2023.12.18 - ovis-hpc/ovis-wiki GitHub Wiki
Version 4.4.1 Release
- A decision has been made to release OVIS-4.4.1 with a known race condition. The code has been running stably on production machines for at least 6 months. V4.4.1 has bug fixes and improvements in stats commands. It has no core functionality changes from the previous version, v4.3.1.
- The known bug is a race condition that occurred when the test scale was 140,000 sets aggregated to one LDMSD. The connections between sampler daemons and the 1st-level aggregators were disconnected and reconnected repeatedly. There were three aggregation levels.

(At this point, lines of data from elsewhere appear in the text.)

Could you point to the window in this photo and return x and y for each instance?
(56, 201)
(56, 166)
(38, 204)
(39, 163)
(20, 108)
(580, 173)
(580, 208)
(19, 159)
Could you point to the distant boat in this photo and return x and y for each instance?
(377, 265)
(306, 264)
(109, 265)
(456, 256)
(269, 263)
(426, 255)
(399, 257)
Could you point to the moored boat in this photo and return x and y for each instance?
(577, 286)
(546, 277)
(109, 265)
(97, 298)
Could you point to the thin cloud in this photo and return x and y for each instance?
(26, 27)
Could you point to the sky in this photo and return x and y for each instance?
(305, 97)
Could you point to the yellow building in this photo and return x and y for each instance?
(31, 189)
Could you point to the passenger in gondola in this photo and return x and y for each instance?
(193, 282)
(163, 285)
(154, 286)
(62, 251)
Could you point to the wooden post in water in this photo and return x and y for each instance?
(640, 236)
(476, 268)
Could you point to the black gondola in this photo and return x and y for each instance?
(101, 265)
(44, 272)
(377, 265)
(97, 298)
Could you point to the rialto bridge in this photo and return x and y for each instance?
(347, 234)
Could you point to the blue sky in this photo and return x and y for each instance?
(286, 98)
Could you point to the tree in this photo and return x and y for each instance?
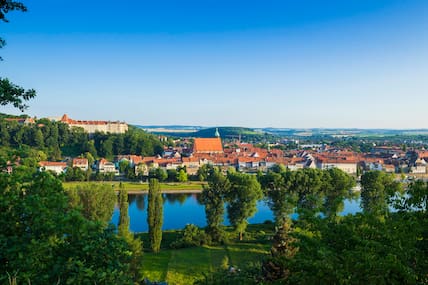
(182, 176)
(204, 172)
(307, 183)
(158, 173)
(133, 242)
(124, 166)
(242, 199)
(212, 198)
(337, 187)
(155, 214)
(96, 201)
(9, 92)
(281, 199)
(38, 138)
(377, 188)
(44, 241)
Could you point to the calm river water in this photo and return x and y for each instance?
(182, 209)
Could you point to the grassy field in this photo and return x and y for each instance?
(184, 266)
(144, 186)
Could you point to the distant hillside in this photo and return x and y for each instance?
(226, 132)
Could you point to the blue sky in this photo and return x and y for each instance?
(341, 63)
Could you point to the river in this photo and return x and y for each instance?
(181, 209)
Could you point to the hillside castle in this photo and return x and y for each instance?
(97, 126)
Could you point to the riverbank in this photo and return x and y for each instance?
(143, 187)
(186, 265)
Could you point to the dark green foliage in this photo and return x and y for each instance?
(9, 92)
(337, 187)
(95, 201)
(377, 190)
(44, 241)
(14, 94)
(158, 173)
(359, 250)
(76, 174)
(204, 172)
(248, 275)
(213, 198)
(155, 214)
(242, 197)
(282, 199)
(134, 243)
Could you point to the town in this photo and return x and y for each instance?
(190, 154)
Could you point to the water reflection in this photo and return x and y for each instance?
(181, 209)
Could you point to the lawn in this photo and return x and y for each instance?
(184, 266)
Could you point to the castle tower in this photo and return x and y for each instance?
(217, 134)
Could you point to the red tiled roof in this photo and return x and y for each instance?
(52, 163)
(80, 161)
(207, 145)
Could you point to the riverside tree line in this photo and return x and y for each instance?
(377, 246)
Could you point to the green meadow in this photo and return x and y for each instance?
(185, 266)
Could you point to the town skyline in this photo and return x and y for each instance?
(359, 64)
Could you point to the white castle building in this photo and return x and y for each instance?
(97, 126)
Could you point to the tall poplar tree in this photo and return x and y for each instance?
(213, 199)
(133, 242)
(244, 193)
(155, 214)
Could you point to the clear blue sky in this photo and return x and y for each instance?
(301, 63)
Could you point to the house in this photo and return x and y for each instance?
(207, 145)
(81, 163)
(347, 165)
(419, 167)
(105, 166)
(57, 167)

It did not surface when there was only one aggregation level.
Version 4.5.1 Testing Plan
- We plan to address the race condition mentioned above in V4.5.1.
- V4.5.1 contains significant capabilities; hence, the version moves from V4.4.1 to V4.5.1.
A path forward for LDMSD's samplers
- We will brainstorm on a path forward for LDMSD's sampler in our future Best Practices discussion.
- Chris brought up the direction of LDMSD's samplers to handle multiple devices or jobs.
- Creating a single metric set that contains arrays and/or lists of records.
- Creating multiple metric sets for each device or job.
- Jim mentioned that we are adding a new support for configuring a plugin multiple configurations. This could be another option for LDMSD's samplers.